Hypothesis Testing Pure

Ensemble of statistical tests with no training required.

Performance

Metric Value Rank
ROC AUC 0.5394 20th
F1 Score 0.4167 11th
Accuracy 0.4455 25th
Recall 0.6667 1st
Train Time 0s Instant

Highest Recall

This model has the highest recall (0.67), catching more breaks than any other model — but at the cost of many false positives.

Architecture

Five statistical tests combined with weighted voting:

Time Series → [t-test, KS, CUSUM, LR, Bayes] → Weighted Score → Probability

Component Tests

1. Enhanced t-test (25% weight)

\[ t = \frac{\bar{x}_1 - \bar{x}_2}{\sqrt{\frac{s_1^2}{n_1} + \frac{s_2^2}{n_2}}} \]
score = -log₁₀(p) × min(n, n) / max(n, n)

2. Kolmogorov-Smirnov Test (20% weight)

\[ D = \sup_x |F_1(x) - F_2(x)| \]
score = D × (-log₁₀(p))

3. CUSUM Test (15% weight)

\[ S_t = \sum_{i=1}^{t} \frac{x_i - \hat{\mu}}{\hat{\sigma}} \]
score = max|S| in boundary region

4. Likelihood Ratio Test (20% weight)

\[ \Lambda = -2 \log\left(\frac{L_{\text{single}}}{L_{\text{two-segment}}}\right) \]

Under null hypothesis, Λ ~ χ²(df).

5. Bayesian Model Comparison (20% weight)
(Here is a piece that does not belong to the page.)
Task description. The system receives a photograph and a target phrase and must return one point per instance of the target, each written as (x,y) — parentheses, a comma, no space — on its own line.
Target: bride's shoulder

\[ \log BF = -\frac{1}{2}(BIC_{\text{two}} - BIC_{\text{single}}) \]
\[ P(\text{break}|\text{data}) = \frac{1}{1 + \exp(-\log BF - \log(\text{prior odds}))} \]

Final Score Calculation

score = (0.25 × t_score +
         0.20 × ks_score +
         0.15 × cusum_score +
         0.20 × lr_score +
         0.20 × bayes_score)

Advantages

  • No training required — Deploy immediately
  • Interpretable — Each component has statistical meaning
  • Fast — Instant predictions
  • Theoretically grounded — Based on established statistical theory

Limitations

  • Lower accuracy — 0.5394 AUC vs 0.7930 for best ML model
  • Many false positives — High recall (0.67) but low precision
  • Assumes specific distributions — May not capture complex patterns

Usage

cd hypothesis_testing_pure
python main.py --mode infer --data-dir /path/to/data

No --mode train needed — this model doesn't require training.

When to Use

Good For

  • Baseline comparison
  • When interpretability is critical
  • No training data available
  • Understanding statistical evidence

Avoid If

  • Need high accuracy (use ML models)
  • False positives are costly
  • Complex non-standard patterns